Gély Raphaël, Rôles, action sociale et vie subjective. Recherches à partir de la phénoménologie de Michel Henry
Texte intégral
1Raphaël Gély se propose ici d’étudier la notion de rôle dans une perspective de phénoménologie radicale telle qu’initiée par Michel Henry. La conception du rôle développée par Gély s’inscrit en faux par rapport à la phénoménologie vulgarisée qui considère que son endossement par l’individu bride sa vie singulière. Bien au contraire, la thèse soutenue par l’A. est qu’une certaine expérience des rôles est nécessaire pour que les individus adhèrent à la créativité originaire de la vie. Encore faut-il, pour considérer ce point de vue, développer une approche qui ne se cantonne pas à une appréhension purement fonctionnalisante des rôles, et ce, ni dans la manière de les comprendre ni dans la manière de les vivre.
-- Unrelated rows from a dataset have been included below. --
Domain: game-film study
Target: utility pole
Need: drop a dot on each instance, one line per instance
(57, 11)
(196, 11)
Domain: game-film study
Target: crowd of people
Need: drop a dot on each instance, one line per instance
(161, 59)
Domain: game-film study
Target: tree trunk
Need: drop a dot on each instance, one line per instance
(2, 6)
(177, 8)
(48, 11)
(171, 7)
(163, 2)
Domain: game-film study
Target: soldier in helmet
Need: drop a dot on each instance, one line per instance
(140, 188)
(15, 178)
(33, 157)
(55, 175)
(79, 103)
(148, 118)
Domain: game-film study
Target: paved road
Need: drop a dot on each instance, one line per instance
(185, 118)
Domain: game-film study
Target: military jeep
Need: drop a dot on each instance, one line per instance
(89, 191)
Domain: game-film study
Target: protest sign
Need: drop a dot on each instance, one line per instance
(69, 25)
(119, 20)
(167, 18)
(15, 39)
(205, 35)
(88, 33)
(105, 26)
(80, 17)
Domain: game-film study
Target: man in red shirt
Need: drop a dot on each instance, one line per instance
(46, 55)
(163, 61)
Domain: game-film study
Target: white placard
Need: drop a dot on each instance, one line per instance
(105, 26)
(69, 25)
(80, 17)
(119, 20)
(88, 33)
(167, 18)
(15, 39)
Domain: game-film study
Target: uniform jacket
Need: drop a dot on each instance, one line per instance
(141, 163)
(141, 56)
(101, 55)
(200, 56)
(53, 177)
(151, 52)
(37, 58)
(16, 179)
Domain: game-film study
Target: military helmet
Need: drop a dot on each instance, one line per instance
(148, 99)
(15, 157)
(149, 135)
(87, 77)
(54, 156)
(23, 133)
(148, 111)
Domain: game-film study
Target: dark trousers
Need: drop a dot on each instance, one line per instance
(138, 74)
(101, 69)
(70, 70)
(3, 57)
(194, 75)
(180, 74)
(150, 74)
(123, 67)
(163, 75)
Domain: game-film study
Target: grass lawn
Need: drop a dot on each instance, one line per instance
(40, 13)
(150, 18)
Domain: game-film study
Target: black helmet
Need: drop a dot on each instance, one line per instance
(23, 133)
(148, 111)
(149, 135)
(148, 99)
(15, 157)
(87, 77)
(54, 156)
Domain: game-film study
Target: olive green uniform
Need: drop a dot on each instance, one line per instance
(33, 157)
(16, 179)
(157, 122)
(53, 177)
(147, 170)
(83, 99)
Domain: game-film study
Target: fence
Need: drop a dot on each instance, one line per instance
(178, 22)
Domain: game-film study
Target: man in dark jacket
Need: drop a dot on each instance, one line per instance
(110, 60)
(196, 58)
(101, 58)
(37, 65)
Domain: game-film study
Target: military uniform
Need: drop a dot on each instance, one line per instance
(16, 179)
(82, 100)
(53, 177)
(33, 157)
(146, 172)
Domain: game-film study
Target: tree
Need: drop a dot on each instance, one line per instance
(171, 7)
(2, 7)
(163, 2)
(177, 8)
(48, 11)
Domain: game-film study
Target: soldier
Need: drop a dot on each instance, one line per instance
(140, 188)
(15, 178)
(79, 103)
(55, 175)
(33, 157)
2Gély tente de développer une telle perspective avec un lexique de l’engagement, de la créativité, de l’adhésion, des forces de la vie, des ressources, de l’agir ensemble, de l’affectivité, etc. : « Seule une phénoménologie de l’agir vivant peut véritablement rendre compte de l’importance affective du rapport des individus aux choses qu’ils produisent » (p.122). C’est par cette attention accrue portée à l’éprouvé et à l’affect que la radicalité de la phénoménologie ici proposée se distingue d’autres philosophies intentionnelles ou d’autres approches par la conscience. « Leur puissance d’agir, les individus ne la tiennent pourtant pas de la conscience, mais de l’épreuve affective qu’ils font de leur appartenance à la singularité radicale de la vie » (p.146).
3Il y a, au départ, une irréductibilité et une radicalité de l’épreuve que chacun fait de sa propre vie, face à laquelle on ne peut prendre distance. Cette épreuve, fondamentalement affective, est celle de la vie et de ses forces. Les rôles sont, plus qu’un support à cet éprouvé, l’une de ses conditions, et permettent d’actualiser la puissance que la vie a de se vivre. Encore faut-il que la manière dont l’individu habite son rôle et la manière dont les déterminations sociales permettent à la subjectivité radicale de chacun d’advenir, autorisent une pratique vivante du rôle par l’individu, une pratique qui respecte et fasse fructifier « les pouvoirs de la vie » (chap.2).
4Quel est le statut de cette “vie” ? Les individus partagent un même pouvoir d’être un soi vivant, mais l’actualisent différemment. Gély, avec Henry, refuse que l’expérience vécue des individus soit subordonnée à une vie supérieure, comme c’est le cas dans une approche romantique (p.60). En ce sens, il semble bien plutôt que la “vie” puisse être comprise comme un type de rapport au monde particulier, pourvu d’une certaine teneur, d’une certaine coloration, d’une certaine intensité. Car c’est bien de cela qu’il s’agit selon l’A. : une pratique vivante des rôles doit nous permettre d’épaissir notre expérience du monde. Avec Henry, « on peut appeler culture ce processus par lequel la vie en chacun de nous cherche à intensifier et par là même à connecter ses propres pouvoirs. La culture est une action de la vie sur elle-même, un agir des individus vivants centré sur l’intensification des forces de la vie » (p.95).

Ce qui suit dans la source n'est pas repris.